50 Jahre nach der historischen Amstettener Gemeindefusion mit drei umliegenden Landgemeinden ist die derzeit auf 5,5 Millionen Euro präliminierte „Wirkstatt“ auch zu einem politischen Leuchtturm-Projekt geworden. Der im Vorjahr ins Rathaus eingezogene ÖVP-Bürgermeister Christian Haberhauer hatte nämlich die Stärkung und Aufwertung der peripheren ländlichen Ortsteile in seinem Gemeinderatswahlkampf besonders fett auf seine Fahnen geschrieben.

Mit 5.500 Einwohnern würde der heutige Ortsteil alleinstehend zu den fünf größten Gemeinden im Bezirk Amstetten gehören. Der Umbau des einstigen Hausmeninger Volksheims und Stadtsaals ist noch unter der früheren Amstettener SPÖ-Stadtregierung beschlossen worden. Doch die schwarz-grünen Nachfolger unter Haberhauer haben dem Projekt noch mehr Vorwärtsdrall verpasst. Auch kostenmäßig.

Zehn Vereine

Zehn Vereine, darunter zwei Sportorganisationen, die örtlichen Stockschützen und der Schützenverein, der Kindertheaterklub Ulk, die Streetworker und der große Blasmusikverein werden im Herbst hier einziehen. „Ich konnte letztendlich auch den Musikverein zur Übersiedelung aus dem Schloss Ulmerfeld hierher bewegen. Das Musikheim umfasst 343 Quadratmeter und ist mit einem hochmodernen akustisch gesicherten Proberaum ausgestattet“, schildert der neue Ortsvorsteher Anton Geister (ÖVP).

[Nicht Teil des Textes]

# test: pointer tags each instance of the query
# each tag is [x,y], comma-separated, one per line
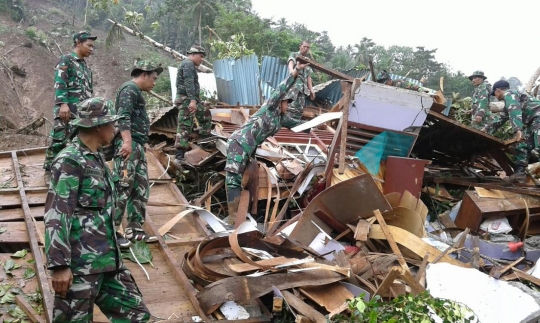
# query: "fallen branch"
[176,54]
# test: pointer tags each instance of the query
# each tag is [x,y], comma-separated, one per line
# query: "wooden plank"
[303,308]
[32,237]
[390,239]
[28,309]
[330,296]
[346,88]
[413,243]
[362,230]
[245,267]
[394,273]
[319,67]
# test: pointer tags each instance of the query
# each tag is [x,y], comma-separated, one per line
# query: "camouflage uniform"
[299,91]
[73,84]
[480,106]
[264,123]
[187,89]
[134,190]
[80,231]
[523,111]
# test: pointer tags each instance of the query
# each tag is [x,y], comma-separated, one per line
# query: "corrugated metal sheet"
[238,80]
[273,72]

Um den Konzert- und Veranstaltungssaal (350 Sitzplätze) auch für Theater- und andere szenische oder musikalische Aufführungen vollwertig zu rüsten, wurde nun noch zusätzlich ein Backstagebereich (Kosten: 270.000 Euro) angebaut. Den stellten die Stadtverantwortlichen beim Lokalaugenschein des Rohbaus vor. Der Zubau soll den Transport von Requisiten von außen ermöglichen und Künstlern Garderoben und Sanitärräume bieten, so Geister.

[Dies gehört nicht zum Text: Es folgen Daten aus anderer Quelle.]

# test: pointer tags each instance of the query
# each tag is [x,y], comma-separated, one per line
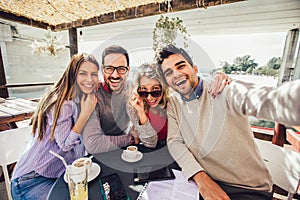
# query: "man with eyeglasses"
[107,128]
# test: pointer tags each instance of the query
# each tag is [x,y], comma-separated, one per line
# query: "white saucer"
[94,172]
[137,158]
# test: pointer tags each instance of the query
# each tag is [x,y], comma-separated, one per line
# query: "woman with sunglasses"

Bürgermeister Haberhauer ist vor allem von der Vielseitigkeit der „Wirkstatt“ begeistert. Neben dem Kulturprogramm, das die Amstettener Veranstaltungsbetriebe (AVB) managen werden, stehen besonders auch Hochzeiten im Fokus. Das ebenfalls in Stadtbesitz befindliche Schloss Ulmerfeld ist bereits eine beliebte Trauungsstätte. Die „Wirkstatt“ wäre dann der ideale Ort zum Feiern und Dinieren, erklärt er. Den Vereinen wird man moderate Mieten vorschreiben, „denn es soll ein Haus der Begegnung voller Leben sein“, verspricht Geister.